We have no choice but to crack the nut that is the NIH, and doing so is one of Emily Taylor’s biggest goals.
How difficult that task is was demonstrated by Vicky Whittemore, who, even with the public support of NIH director Francis Collins and NINDS director Walter Koroshetz, failed to get even half of the Trans-NIH Working Group to provide even minimal support for the ME/CFS research centers. It took her over a year to get funding for three small centers, and in the end, Francis Collins’ office had to throw some money in. Even then, the Working Group only coughed up about as much money as it did when the little Office of Research on Women’s Health (ORWH) produced an RFA ten years earlier.
I asked Emily why we can’t just ask the NIH to give us $20 million for an RFA. She replied, if only the NIH worked like that! Without a piece of legislation passed by Congress that specifically says the NIH must spend $X million on ME/CFS, she said, the NIH’s approach to ME/CFS is hamstrung by their existing structures.
The NIH system is not set up to handle the issues that diseases like ME/CFS come with. Neglected patients simply aren’t part of the NIH’s equation. The NIH is structured to respond to supply and demand, which in this case means researcher interest. Patients’ needs or disease burden is not part of the NIH equation. No part of the grant application process allows reviewers to increase scores for underfunded or misunderstood diseases.
That’s why it’s been so easy for so long for the NIH to fail with us. It’s set up, unfortunately, to respond precisely where we are weakest – researcher interest.
Plus, the fact that we’re not in an Institute means no Institute can make an executive decision to spend x number of dollars more on us.
Emily said we’re not the only disease the NIH is failing at.
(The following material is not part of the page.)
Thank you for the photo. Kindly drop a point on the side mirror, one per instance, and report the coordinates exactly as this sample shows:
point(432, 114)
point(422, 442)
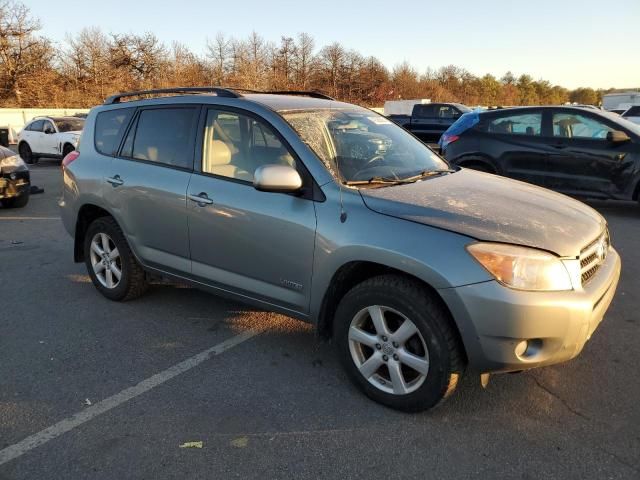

Half the diseases are getting more than their disease burden suggests they should, and half the diseases are below the curve – getting less than their disease burden suggests they should. We are an outlier, though. We’re getting much, much less than our burden of illness suggests we should.
Emily said, the burden of illness argument is a highly compelling, logical argument that we can make – just not with the NIH. It does, however, appeal greatly to lawmakers who seek to resolve injustices. The Advocacy Day coming up shortly is designed to give us visibility and enroll lawmakers in taking specific actions to improve the situation for ME/CFS.
Disease burden helps us make a strong case, but you still have to present a path forward and cultivate the political will to walk that path, Emily said. The squeaky wheel gets the grease – we have to make noise to move forward.
Just how powerful Congress can be is illustrated by Duchenne’s disease – a heartbreakingly difficult but very rare disease which affects about 17 male births per 100,000. It receives about $30 million in funding from the NIH, in part because some people associated with it are in positions of power. (One person was a provost of a University and one was a prominent Capital Hill lobbyist.)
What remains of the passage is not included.